Tarifs douaniers : la CCIBFE et la FCCQ déplorent la fin des négociations avec les États-Unis
Valérie Mercier, présidente de la Chambre de commerce et d'industrie des Bois-Francs et de L'Érable. (Photo courtoisie) La Chambre de commerce d’industrie des Bois-Francs et de l’Érable (CCIBFE) et la Fédération des chambres de commerce du Québec (FCCQ) déplorent la fin des négociations commerciales entre le Canada et les États-Unis. Les deux organisations préviennent que les nouveaux tarifs américains de 50%, le maintien des tarifs déjà existants et les nouveaux contre-tarifs canadiens, annoncés mardi, auront de graves conséquences, notamment pour les entreprises de la région des Bois-Francs et de l’Érable.
Selon un nouveau sondage réalisé par la FCCQ et relayé par la CCIBFE, 68% des entreprises étaient favorables à une entente commerciale, même si elle devait s’accompagner de concessions du côté canadien. À noter que plus d’une entreprise répondante sur deux est visée par au moins un tarif américain.

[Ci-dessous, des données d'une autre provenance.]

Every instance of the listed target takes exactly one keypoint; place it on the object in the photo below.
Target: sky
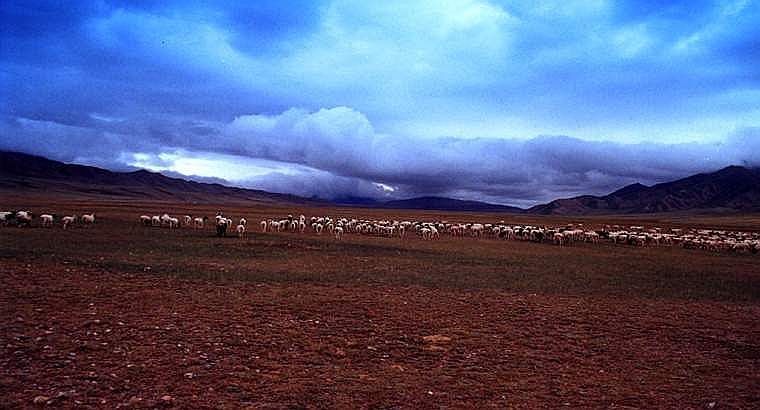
(511, 102)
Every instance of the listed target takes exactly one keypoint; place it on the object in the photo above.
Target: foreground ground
(121, 315)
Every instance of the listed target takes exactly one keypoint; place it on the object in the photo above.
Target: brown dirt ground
(278, 321)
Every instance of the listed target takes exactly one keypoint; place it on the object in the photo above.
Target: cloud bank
(336, 153)
(507, 101)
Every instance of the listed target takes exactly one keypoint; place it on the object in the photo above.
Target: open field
(125, 315)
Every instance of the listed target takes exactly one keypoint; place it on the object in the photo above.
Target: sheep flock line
(564, 235)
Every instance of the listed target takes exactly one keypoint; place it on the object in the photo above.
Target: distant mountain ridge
(29, 173)
(447, 204)
(734, 188)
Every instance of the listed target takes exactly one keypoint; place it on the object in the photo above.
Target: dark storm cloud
(654, 90)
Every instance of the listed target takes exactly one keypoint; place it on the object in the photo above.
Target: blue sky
(504, 101)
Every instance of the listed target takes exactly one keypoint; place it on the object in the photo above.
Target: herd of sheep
(25, 218)
(712, 240)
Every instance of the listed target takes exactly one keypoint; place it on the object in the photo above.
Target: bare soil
(126, 316)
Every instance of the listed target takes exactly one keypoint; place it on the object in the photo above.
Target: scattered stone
(41, 399)
(436, 339)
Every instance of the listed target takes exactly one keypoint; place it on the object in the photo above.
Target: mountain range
(731, 188)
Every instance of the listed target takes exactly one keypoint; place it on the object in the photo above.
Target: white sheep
(24, 218)
(68, 220)
(88, 219)
(199, 222)
(47, 220)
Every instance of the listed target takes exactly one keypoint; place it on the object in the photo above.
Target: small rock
(41, 399)
(437, 339)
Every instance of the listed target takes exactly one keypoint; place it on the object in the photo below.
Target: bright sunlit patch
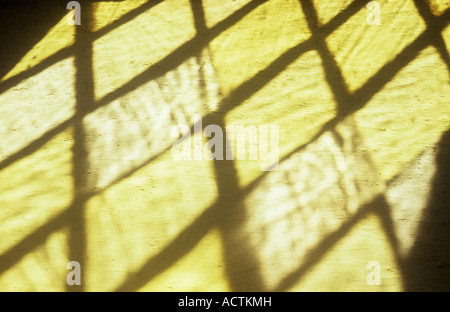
(136, 219)
(108, 12)
(314, 192)
(438, 6)
(35, 189)
(135, 128)
(408, 115)
(60, 36)
(217, 10)
(135, 46)
(326, 10)
(203, 268)
(35, 106)
(408, 196)
(299, 95)
(42, 268)
(344, 267)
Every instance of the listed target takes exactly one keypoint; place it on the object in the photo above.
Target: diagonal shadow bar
(433, 23)
(68, 51)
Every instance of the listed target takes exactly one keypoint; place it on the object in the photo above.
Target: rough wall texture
(355, 195)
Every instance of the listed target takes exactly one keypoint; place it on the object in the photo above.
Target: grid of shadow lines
(346, 102)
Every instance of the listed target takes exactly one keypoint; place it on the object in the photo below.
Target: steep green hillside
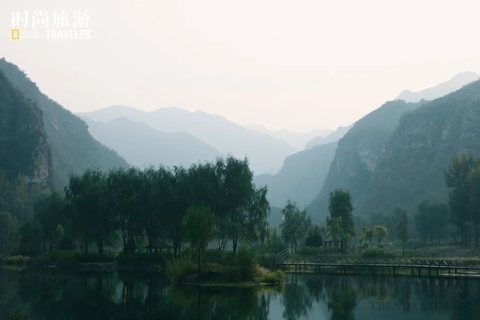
(422, 146)
(357, 154)
(72, 147)
(301, 177)
(142, 145)
(23, 142)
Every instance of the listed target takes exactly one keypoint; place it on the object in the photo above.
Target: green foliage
(179, 269)
(69, 141)
(295, 224)
(23, 135)
(8, 232)
(246, 263)
(18, 316)
(380, 233)
(140, 259)
(341, 213)
(314, 237)
(70, 259)
(432, 220)
(351, 171)
(15, 260)
(403, 228)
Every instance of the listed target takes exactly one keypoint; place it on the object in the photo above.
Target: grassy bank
(241, 270)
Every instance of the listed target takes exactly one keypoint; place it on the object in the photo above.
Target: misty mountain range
(394, 154)
(293, 165)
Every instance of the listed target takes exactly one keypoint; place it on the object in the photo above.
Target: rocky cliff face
(421, 148)
(73, 149)
(23, 142)
(301, 176)
(357, 154)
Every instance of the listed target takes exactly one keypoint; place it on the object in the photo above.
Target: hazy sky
(297, 65)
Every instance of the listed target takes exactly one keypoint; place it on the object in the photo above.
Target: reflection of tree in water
(108, 296)
(224, 303)
(9, 285)
(297, 300)
(342, 296)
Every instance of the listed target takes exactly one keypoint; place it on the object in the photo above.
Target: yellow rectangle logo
(15, 34)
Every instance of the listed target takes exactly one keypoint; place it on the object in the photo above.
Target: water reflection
(54, 295)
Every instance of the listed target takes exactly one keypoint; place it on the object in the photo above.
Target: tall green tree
(340, 206)
(87, 196)
(9, 232)
(403, 229)
(380, 233)
(473, 179)
(200, 229)
(295, 224)
(459, 195)
(50, 212)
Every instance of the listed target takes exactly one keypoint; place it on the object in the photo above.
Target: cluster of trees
(297, 224)
(463, 179)
(17, 201)
(215, 200)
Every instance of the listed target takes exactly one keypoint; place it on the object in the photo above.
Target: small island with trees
(209, 224)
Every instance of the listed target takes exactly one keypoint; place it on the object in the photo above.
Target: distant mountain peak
(440, 90)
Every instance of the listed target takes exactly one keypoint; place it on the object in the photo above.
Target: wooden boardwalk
(450, 266)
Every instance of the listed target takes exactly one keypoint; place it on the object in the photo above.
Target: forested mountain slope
(357, 154)
(23, 141)
(72, 147)
(421, 148)
(301, 177)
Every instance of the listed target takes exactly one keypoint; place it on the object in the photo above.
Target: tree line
(135, 207)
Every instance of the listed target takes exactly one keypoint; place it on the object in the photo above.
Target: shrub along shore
(222, 268)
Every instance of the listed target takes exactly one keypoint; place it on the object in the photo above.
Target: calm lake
(124, 295)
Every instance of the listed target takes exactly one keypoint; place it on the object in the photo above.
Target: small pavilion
(334, 243)
(158, 246)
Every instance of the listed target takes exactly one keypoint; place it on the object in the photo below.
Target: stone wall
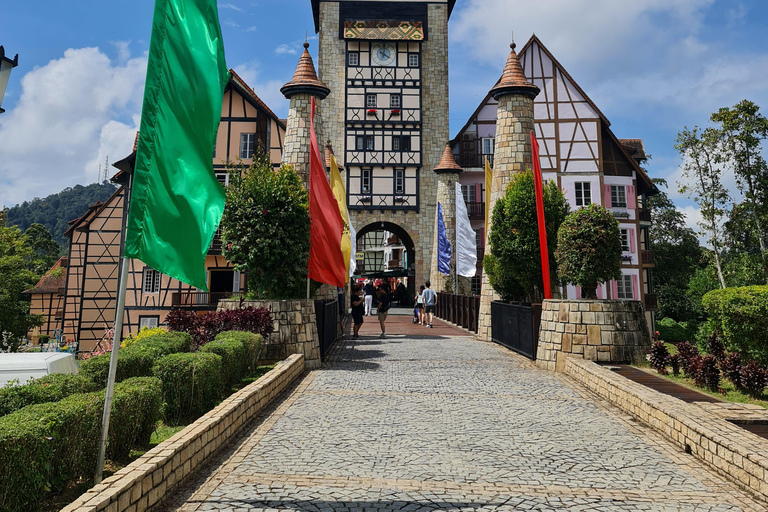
(143, 484)
(725, 447)
(295, 329)
(597, 330)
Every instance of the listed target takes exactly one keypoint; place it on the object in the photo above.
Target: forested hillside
(56, 210)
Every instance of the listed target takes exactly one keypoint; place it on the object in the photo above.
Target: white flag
(466, 246)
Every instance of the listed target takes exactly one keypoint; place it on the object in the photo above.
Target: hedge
(50, 388)
(741, 316)
(45, 446)
(252, 344)
(137, 359)
(192, 385)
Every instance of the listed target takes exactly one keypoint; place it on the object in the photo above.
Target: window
(625, 240)
(246, 144)
(618, 196)
(151, 280)
(488, 143)
(150, 322)
(583, 193)
(624, 285)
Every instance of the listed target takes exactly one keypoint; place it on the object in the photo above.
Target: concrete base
(596, 330)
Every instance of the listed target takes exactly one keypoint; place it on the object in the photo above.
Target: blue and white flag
(443, 245)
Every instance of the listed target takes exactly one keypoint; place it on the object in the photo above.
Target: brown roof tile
(305, 78)
(513, 79)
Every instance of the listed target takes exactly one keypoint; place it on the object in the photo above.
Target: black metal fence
(516, 326)
(462, 310)
(326, 312)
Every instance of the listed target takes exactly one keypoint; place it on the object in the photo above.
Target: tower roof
(448, 162)
(305, 79)
(513, 79)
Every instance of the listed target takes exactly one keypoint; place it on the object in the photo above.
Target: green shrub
(252, 344)
(137, 359)
(741, 315)
(192, 384)
(50, 388)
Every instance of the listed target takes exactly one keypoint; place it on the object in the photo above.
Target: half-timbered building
(579, 151)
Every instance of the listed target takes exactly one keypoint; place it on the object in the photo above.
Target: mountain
(55, 210)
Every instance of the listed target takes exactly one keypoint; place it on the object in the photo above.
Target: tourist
(430, 300)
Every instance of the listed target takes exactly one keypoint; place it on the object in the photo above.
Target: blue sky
(652, 66)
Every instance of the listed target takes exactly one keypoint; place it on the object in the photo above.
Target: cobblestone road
(451, 423)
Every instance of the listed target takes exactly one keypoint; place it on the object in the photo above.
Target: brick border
(722, 445)
(144, 483)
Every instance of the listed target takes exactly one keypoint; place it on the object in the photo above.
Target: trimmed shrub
(659, 357)
(191, 384)
(741, 315)
(233, 360)
(731, 367)
(50, 388)
(754, 378)
(252, 344)
(137, 406)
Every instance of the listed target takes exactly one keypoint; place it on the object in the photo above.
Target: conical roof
(305, 79)
(448, 162)
(513, 79)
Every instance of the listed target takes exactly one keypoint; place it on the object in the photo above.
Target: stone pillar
(512, 155)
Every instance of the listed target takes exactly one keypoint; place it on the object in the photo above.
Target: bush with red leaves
(754, 378)
(731, 367)
(659, 357)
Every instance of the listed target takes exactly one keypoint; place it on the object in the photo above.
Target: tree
(742, 130)
(589, 248)
(703, 167)
(265, 228)
(514, 265)
(17, 263)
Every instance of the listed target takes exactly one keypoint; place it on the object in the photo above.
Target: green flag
(176, 200)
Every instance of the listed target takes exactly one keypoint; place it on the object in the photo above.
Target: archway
(385, 250)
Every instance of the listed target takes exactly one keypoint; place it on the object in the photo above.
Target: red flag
(540, 216)
(326, 261)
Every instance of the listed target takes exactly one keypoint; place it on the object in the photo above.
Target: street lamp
(6, 65)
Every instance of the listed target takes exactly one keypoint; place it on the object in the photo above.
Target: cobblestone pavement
(450, 423)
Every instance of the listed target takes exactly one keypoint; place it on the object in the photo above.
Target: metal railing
(462, 310)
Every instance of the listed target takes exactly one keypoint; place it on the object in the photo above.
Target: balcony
(646, 258)
(206, 301)
(472, 160)
(650, 301)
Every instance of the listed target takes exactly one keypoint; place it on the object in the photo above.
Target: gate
(516, 326)
(326, 312)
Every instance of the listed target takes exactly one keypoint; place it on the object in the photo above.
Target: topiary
(659, 357)
(589, 248)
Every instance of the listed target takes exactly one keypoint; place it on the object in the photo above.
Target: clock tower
(386, 64)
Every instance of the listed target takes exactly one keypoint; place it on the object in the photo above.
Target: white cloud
(285, 49)
(71, 113)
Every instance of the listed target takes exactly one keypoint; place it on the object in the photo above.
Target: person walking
(368, 290)
(384, 302)
(358, 309)
(430, 300)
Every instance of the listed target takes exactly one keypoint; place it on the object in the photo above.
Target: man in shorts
(384, 302)
(430, 300)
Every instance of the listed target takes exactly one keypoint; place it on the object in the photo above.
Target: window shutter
(631, 197)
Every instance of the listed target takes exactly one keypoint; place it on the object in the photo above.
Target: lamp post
(6, 65)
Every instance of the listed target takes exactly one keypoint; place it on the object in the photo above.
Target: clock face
(383, 54)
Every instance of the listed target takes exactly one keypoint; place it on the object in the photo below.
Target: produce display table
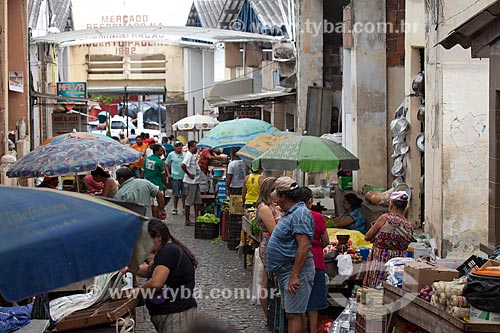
(340, 287)
(106, 313)
(425, 315)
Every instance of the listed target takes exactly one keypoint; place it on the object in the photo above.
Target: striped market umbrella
(73, 154)
(70, 135)
(262, 143)
(51, 238)
(235, 133)
(309, 153)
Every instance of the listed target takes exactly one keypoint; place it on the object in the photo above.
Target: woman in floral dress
(390, 236)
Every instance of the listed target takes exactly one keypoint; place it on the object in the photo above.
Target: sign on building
(65, 123)
(71, 89)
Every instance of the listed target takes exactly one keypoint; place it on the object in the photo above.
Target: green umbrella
(235, 133)
(309, 153)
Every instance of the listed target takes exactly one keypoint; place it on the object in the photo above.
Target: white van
(119, 125)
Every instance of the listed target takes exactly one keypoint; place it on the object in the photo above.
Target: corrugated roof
(209, 12)
(33, 12)
(466, 32)
(229, 14)
(270, 12)
(61, 12)
(153, 34)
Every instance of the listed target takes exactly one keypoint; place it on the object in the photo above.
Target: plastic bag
(483, 295)
(344, 263)
(395, 268)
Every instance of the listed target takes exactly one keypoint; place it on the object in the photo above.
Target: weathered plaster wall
(414, 41)
(465, 155)
(369, 94)
(18, 61)
(456, 123)
(4, 78)
(310, 59)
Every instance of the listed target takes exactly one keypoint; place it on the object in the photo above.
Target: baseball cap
(399, 195)
(285, 184)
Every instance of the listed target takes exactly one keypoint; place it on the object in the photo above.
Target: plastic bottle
(22, 129)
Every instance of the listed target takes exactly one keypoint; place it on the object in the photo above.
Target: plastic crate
(471, 263)
(345, 183)
(206, 230)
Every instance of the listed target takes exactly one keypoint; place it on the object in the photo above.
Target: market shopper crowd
(292, 234)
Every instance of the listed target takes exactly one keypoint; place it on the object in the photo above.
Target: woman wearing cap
(352, 218)
(268, 215)
(391, 234)
(109, 185)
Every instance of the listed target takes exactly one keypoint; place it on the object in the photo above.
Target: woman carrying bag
(170, 285)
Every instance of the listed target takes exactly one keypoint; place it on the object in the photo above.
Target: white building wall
(456, 156)
(208, 76)
(219, 63)
(193, 88)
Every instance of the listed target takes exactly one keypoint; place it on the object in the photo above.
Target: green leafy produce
(212, 208)
(254, 227)
(225, 204)
(208, 218)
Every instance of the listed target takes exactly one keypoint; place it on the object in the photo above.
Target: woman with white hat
(391, 234)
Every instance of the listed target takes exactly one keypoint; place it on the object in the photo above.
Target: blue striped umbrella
(51, 238)
(235, 133)
(73, 154)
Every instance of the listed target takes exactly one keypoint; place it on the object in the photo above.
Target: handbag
(160, 296)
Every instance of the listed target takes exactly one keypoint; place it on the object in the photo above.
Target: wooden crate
(370, 319)
(105, 313)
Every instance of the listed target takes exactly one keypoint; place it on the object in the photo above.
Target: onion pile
(426, 293)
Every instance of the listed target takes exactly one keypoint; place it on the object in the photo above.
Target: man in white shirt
(192, 181)
(236, 173)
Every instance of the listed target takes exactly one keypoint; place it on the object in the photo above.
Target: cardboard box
(419, 274)
(479, 316)
(236, 205)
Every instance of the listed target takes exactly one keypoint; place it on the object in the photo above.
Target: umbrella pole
(77, 183)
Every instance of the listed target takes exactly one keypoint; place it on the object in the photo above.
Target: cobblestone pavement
(219, 268)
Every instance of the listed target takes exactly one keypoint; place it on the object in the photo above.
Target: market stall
(428, 317)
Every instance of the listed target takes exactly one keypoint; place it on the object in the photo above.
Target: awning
(466, 33)
(237, 99)
(57, 97)
(127, 90)
(154, 34)
(239, 86)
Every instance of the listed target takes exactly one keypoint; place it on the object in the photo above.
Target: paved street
(219, 269)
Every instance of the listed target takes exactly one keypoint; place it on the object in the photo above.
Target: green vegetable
(208, 218)
(254, 227)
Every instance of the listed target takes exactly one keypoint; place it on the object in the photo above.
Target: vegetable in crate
(254, 227)
(426, 293)
(208, 218)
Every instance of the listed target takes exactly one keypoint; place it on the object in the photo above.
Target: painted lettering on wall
(125, 20)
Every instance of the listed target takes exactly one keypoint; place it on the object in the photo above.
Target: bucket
(337, 137)
(419, 250)
(364, 252)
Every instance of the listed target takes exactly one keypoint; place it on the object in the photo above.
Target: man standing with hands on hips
(192, 181)
(289, 253)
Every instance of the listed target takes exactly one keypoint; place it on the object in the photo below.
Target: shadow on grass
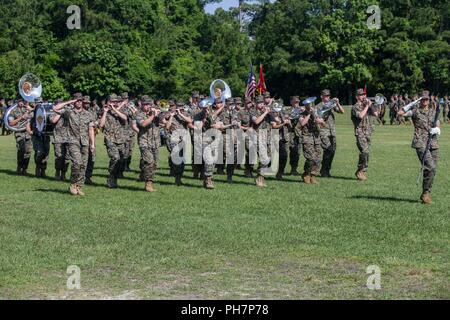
(381, 198)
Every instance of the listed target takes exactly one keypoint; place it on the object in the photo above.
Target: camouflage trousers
(328, 144)
(149, 156)
(291, 150)
(209, 150)
(176, 168)
(363, 142)
(116, 154)
(312, 152)
(78, 155)
(61, 157)
(128, 151)
(24, 148)
(90, 164)
(41, 147)
(430, 167)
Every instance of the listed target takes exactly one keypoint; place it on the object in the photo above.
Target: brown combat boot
(208, 183)
(260, 181)
(149, 186)
(360, 175)
(306, 178)
(73, 189)
(426, 198)
(80, 192)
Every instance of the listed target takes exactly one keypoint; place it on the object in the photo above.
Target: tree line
(168, 48)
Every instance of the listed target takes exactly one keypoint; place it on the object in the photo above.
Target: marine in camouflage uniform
(113, 120)
(130, 135)
(229, 120)
(309, 130)
(423, 119)
(80, 138)
(245, 125)
(261, 119)
(176, 119)
(446, 109)
(94, 109)
(147, 120)
(328, 132)
(281, 121)
(41, 144)
(60, 133)
(23, 139)
(361, 113)
(290, 144)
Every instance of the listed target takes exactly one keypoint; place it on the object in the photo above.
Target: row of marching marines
(303, 127)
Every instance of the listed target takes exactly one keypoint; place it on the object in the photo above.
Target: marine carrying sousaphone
(30, 88)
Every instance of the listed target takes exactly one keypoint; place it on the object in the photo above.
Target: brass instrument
(30, 88)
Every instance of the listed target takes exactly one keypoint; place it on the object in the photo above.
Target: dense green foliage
(287, 241)
(169, 48)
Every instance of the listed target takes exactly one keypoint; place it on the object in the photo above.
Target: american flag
(251, 83)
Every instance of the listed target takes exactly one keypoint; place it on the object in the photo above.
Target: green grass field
(288, 241)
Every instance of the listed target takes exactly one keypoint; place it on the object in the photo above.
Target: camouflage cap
(77, 96)
(360, 92)
(146, 100)
(113, 97)
(259, 99)
(425, 94)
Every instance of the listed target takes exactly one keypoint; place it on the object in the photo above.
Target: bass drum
(42, 116)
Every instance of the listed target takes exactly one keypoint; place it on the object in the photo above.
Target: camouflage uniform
(23, 141)
(446, 110)
(130, 136)
(94, 109)
(263, 162)
(173, 140)
(60, 148)
(423, 122)
(227, 117)
(41, 147)
(363, 132)
(115, 138)
(328, 140)
(149, 142)
(207, 142)
(78, 124)
(245, 119)
(311, 142)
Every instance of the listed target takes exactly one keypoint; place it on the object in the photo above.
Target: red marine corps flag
(261, 88)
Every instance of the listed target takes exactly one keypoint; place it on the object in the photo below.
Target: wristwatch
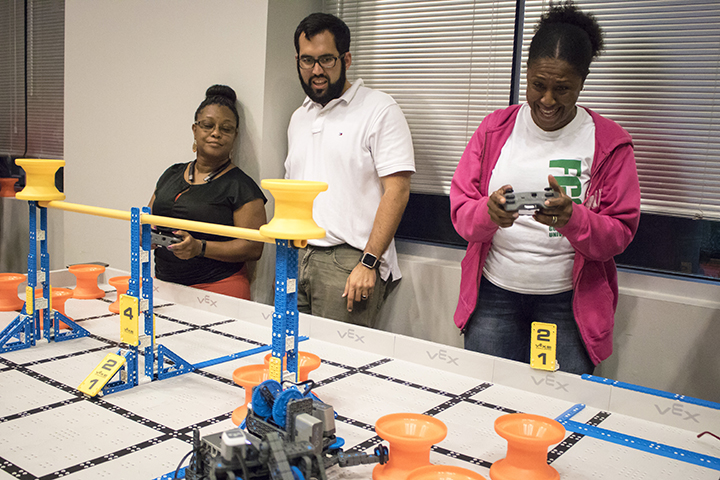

Pour la présidente-directrice générale de la FCCQ, Véronique Proulx, le pire scénario pour les entreprises québécoises est en train de se concrétiser.
« C’est le pire scénario pour les entreprises québécoises qui se concrétise : l’arrêt des négociations, l’imposition de nouveaux tarifs et la menace de nouveaux contre-tarifs canadiens. Les résultats de notre sondage sont sans équivoque : la grande majorité des entreprises souhaitent une entente rapide parce que les tarifs américains existants fragilisent déjà leur compétitivité. Face aux nouveaux tarifs, les réponses des entreprises visées sont aussi claires : elles ont besoin d’une aide financière non remboursable, pas d’un endettement supplémentaire, et ne veulent pas de contre-tarifs. »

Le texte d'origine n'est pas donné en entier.